Mantendría la mezcla de páginas. Alternar estampados, fondos tranquilos, sobres y zonas destinadas a escribir hace que avanzar por el álbum tenga cierto ritmo. También conservaría los bolsillos y sobres porque permiten añadir recuerdos posteriormente y aprovechar materiales que no necesariamente queremos pegar.

Seguiría utilizando grupos pequeños de elementos decorativos en lugar de distribuir adornos por todas partes. Y dejaría zonas libres para incorporar fotografías, fechas, pequeñas historias o documentos relacionados con aquello que quisiera conservar.

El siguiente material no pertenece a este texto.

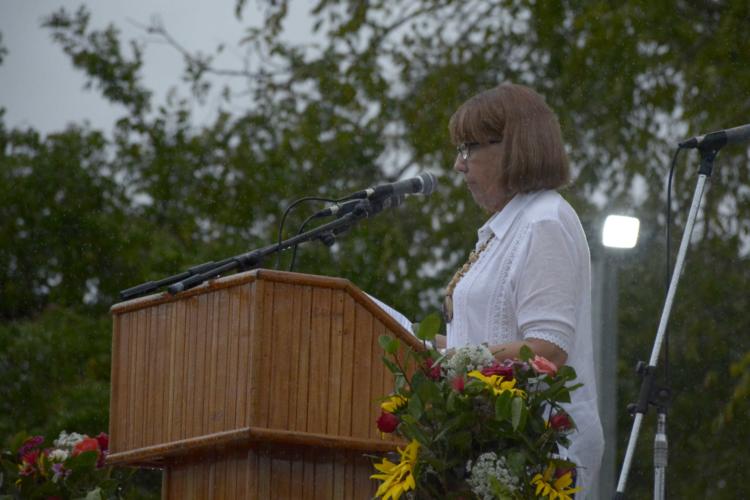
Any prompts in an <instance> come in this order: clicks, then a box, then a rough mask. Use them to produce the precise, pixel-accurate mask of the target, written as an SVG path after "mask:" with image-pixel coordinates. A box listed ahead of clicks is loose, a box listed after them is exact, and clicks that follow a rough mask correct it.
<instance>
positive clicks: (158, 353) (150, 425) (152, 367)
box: [146, 306, 165, 445]
mask: <svg viewBox="0 0 750 500" xmlns="http://www.w3.org/2000/svg"><path fill="white" fill-rule="evenodd" d="M161 307H162V306H159V307H152V308H151V321H150V328H149V349H150V350H151V351H152V352H150V353H149V363H150V366H149V368H148V373H149V376H148V379H147V380H148V395H147V396H146V397H147V398H148V421H147V425H148V427H149V431H150V432H149V434H148V444H149V445H153V444H157V443H163V442H164V436H163V435H162V426H161V415H162V408H161V398H162V394H163V393H164V389H163V388H162V380H163V378H164V374H165V372H164V362H163V360H162V359H160V354H161V349H160V344H161V343H162V339H163V336H164V335H163V334H164V331H165V328H164V321H163V319H162V317H161V316H162V311H161V310H160V309H161Z"/></svg>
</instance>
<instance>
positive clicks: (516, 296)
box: [445, 84, 604, 496]
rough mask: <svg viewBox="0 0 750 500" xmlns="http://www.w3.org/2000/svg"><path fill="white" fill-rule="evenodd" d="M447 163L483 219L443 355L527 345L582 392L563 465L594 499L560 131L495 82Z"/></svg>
mask: <svg viewBox="0 0 750 500" xmlns="http://www.w3.org/2000/svg"><path fill="white" fill-rule="evenodd" d="M450 134H451V139H452V140H453V143H454V144H456V145H457V146H458V156H457V158H456V162H455V165H454V169H455V170H456V171H457V172H460V173H461V174H463V177H464V180H465V181H466V185H467V187H468V188H469V191H471V195H472V197H473V198H474V200H475V201H476V203H478V204H479V205H480V206H481V207H482V208H484V209H485V210H487V211H488V212H490V213H491V214H492V215H491V216H490V218H489V220H488V221H487V222H486V223H485V224H484V225H483V226H482V227H481V228H480V229H479V231H478V241H477V244H476V248H475V250H474V252H472V255H471V256H470V257H469V261H468V262H467V263H466V264H465V265H464V266H463V267H462V268H461V269H460V270H459V271H458V272H457V273H456V275H455V276H454V278H453V279H452V280H451V282H450V283H449V285H448V287H447V289H446V297H445V314H446V321H447V347H449V348H454V347H462V346H466V345H476V344H482V343H486V344H488V346H489V348H490V350H491V351H493V352H495V353H496V354H495V356H496V357H497V358H498V359H499V360H503V359H508V358H517V357H518V356H519V353H520V350H521V347H522V346H524V345H526V346H529V347H530V348H531V349H532V350H533V351H534V353H535V354H539V355H541V356H544V357H545V358H547V359H549V360H551V361H553V362H554V363H556V364H557V365H558V366H560V365H563V364H568V365H570V366H572V367H573V368H575V370H576V372H577V373H578V381H580V382H583V384H584V386H583V387H582V388H581V389H578V390H576V391H574V392H573V394H572V403H571V404H570V405H568V406H567V411H568V412H569V413H570V414H571V416H572V417H573V419H574V420H575V423H576V426H577V430H576V432H575V433H574V434H573V435H572V436H571V439H572V444H571V447H570V449H569V450H568V457H569V458H570V459H572V460H574V461H575V462H576V463H578V464H579V466H580V467H579V469H578V471H577V472H578V475H577V485H578V486H582V487H583V491H582V492H581V494H580V495H579V496H588V495H593V492H592V491H591V490H590V486H591V483H592V480H593V479H594V478H595V477H596V476H597V474H598V471H599V466H600V463H601V457H602V453H603V449H604V438H603V434H602V428H601V423H600V421H599V415H598V411H597V403H596V383H595V379H594V365H593V350H592V339H591V282H590V257H589V249H588V245H587V243H586V236H585V234H584V232H583V229H582V227H581V223H580V221H579V220H578V216H577V215H576V213H575V211H574V210H573V209H572V208H571V206H570V205H568V203H567V202H566V201H565V200H564V199H563V198H562V197H561V196H560V195H559V194H558V193H557V192H556V191H554V190H555V189H558V188H561V187H563V186H565V185H566V184H567V183H568V182H569V175H570V174H569V170H568V160H567V157H566V154H565V149H564V147H563V144H562V137H561V134H560V127H559V124H558V122H557V118H556V117H555V115H554V113H553V112H552V111H551V110H550V109H549V107H547V105H546V104H545V102H544V99H543V98H542V97H541V96H540V95H539V94H537V93H536V92H534V91H533V90H531V89H529V88H527V87H524V86H521V85H513V84H503V85H500V86H498V87H496V88H493V89H490V90H487V91H485V92H482V93H480V94H478V95H476V96H474V97H472V98H471V99H469V100H468V101H466V102H465V103H464V104H463V105H462V106H461V107H460V108H459V109H458V110H457V111H456V113H455V114H454V115H453V117H452V118H451V120H450Z"/></svg>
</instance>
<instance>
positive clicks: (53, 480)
mask: <svg viewBox="0 0 750 500" xmlns="http://www.w3.org/2000/svg"><path fill="white" fill-rule="evenodd" d="M52 472H53V473H54V475H53V479H52V481H53V482H57V481H58V480H59V479H60V478H66V477H68V476H69V475H70V473H71V472H73V471H72V470H70V469H66V468H65V466H64V465H63V464H61V463H57V464H52Z"/></svg>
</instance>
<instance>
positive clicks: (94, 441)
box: [72, 437, 101, 457]
mask: <svg viewBox="0 0 750 500" xmlns="http://www.w3.org/2000/svg"><path fill="white" fill-rule="evenodd" d="M87 451H95V452H96V455H97V456H100V455H101V452H100V450H99V442H98V441H97V440H96V439H94V438H90V437H85V438H83V439H82V440H80V441H79V442H78V444H77V445H75V446H74V447H73V453H72V455H73V456H74V457H75V456H78V455H80V454H81V453H84V452H87Z"/></svg>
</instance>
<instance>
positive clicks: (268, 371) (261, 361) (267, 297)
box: [253, 282, 275, 427]
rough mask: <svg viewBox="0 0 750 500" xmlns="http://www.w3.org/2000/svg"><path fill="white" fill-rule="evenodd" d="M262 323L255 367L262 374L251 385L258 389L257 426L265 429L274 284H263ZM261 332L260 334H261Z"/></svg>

También prestaría atención a la paleta antes de empezar. En este proyecto se repiten el rosa coral, el amarillo, los tonos kraft, el blanco y algunos detalles verdes y turquesa. Aunque los estampados cambian bastante de una página a otra, repetir determinados colores ayuda a que el conjunto siga pareciendo un único álbum.

Una idea para crear tu propio mini álbum de scrapbooking

No necesitas reproducir este proyecto ni buscar exactamente los mismos materiales para aprovechar la idea. De hecho, muchos de aquellos papeles y adornos probablemente ya ni siquiera estén disponibles.

Puedes partir de una estructura pequeña y decidir primero qué quieres guardar dentro. Un viaje corto, una celebración, fotografías de una época concreta, recuerdos familiares o incluso un conjunto de pequeños documentos pueden dar sentido al álbum.

Después puedes preparar una selección limitada de papeles que combinen entre sí y añadir uno o dos tipos de elementos funcionales, como un bolsillo, un sobre o una etiqueta extraíble. Trabajar con pocos recursos obliga a pensar más en la composición y menos en acumular decoración.

Si todavía estás empezando y necesitas conocer los materiales básicos antes de plantearte un proyecto de este tipo, en ScrapStudio encontrarás también una guía específica para entender qué es el scrapbooking y otros contenidos dedicados a los primeros pasos.

Me gusta conservar este mini álbum precisamente porque no representa cómo haría exactamente el mismo proyecto hoy. Representa cómo creaba entonces. Los álbumes también terminan guardando ese tipo de memoria: no solo aquello que colocamos dentro, sino nuestra manera de combinar colores, elegir papeles y construir cosas con las manos en un momento concreto.